His chuckle was so contagious that I couldn't help but join him, though I didn't like it so very much. But why shouldn't I? Sallie is such a gorgeous woman that a dozen of her in the next generation will be of value to the State. Still, I didn't like it. I didn't enjoy thinking of Cousin James as so serving his country.
"Carruthers left her to James—he'll have to take care of her. Henry turned toes in good time. Piled rotten old business and big family on to James's shoulders, and then died—good time—hey? Get a woman on your hands, only thing to do is to marry or kill her. Poor James—hey?" He peered at me with a twinkle in his eyes that demanded assent from me.
"Why, Uncle Peter, I don't know that Sallie has any such idea. She grieves dreadfully over Mr. Carruthers, and I don't believe she would think of marrying again," I answered, trying to put enough warmth in my defense to convince myself.
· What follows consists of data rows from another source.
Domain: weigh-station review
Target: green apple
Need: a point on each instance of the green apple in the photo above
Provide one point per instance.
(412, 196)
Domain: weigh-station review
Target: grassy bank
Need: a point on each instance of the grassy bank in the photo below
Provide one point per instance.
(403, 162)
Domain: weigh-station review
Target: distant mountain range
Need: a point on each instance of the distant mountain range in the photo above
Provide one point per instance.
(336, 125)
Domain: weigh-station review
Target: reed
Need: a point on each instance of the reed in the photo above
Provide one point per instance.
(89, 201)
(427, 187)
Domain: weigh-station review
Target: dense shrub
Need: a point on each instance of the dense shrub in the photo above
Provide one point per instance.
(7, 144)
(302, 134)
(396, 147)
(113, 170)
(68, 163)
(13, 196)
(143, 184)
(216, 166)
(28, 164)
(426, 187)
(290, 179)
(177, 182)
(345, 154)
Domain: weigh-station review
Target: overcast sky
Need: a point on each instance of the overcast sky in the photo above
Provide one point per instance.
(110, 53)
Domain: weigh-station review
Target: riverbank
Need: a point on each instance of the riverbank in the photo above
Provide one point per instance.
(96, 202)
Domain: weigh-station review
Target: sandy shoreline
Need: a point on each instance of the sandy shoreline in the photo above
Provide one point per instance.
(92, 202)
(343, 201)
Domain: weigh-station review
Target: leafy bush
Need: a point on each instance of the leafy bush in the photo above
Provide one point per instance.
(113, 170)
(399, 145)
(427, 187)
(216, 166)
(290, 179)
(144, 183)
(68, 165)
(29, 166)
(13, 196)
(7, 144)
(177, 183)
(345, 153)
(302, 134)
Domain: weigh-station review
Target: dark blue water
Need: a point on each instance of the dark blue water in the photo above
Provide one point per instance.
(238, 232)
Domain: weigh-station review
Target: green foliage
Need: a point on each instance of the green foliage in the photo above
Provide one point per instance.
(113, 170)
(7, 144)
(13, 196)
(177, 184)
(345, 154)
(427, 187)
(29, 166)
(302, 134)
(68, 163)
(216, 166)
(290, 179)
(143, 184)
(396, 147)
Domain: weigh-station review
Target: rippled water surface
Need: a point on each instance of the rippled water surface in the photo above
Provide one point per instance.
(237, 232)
"Most women are nothing but gourd-vines, grow all over a corn-stalk, kill it, produce gourds until it frosts, and begin all over again in the next generation. James has to do the hoeing around Sallie's roots, and feed her. Might as well marry her—hey?"
"Does—does Cousin James have to support Sallie and the children, Uncle Peter?" I asked, coming with reluctance down to the rock-bed of the discussion.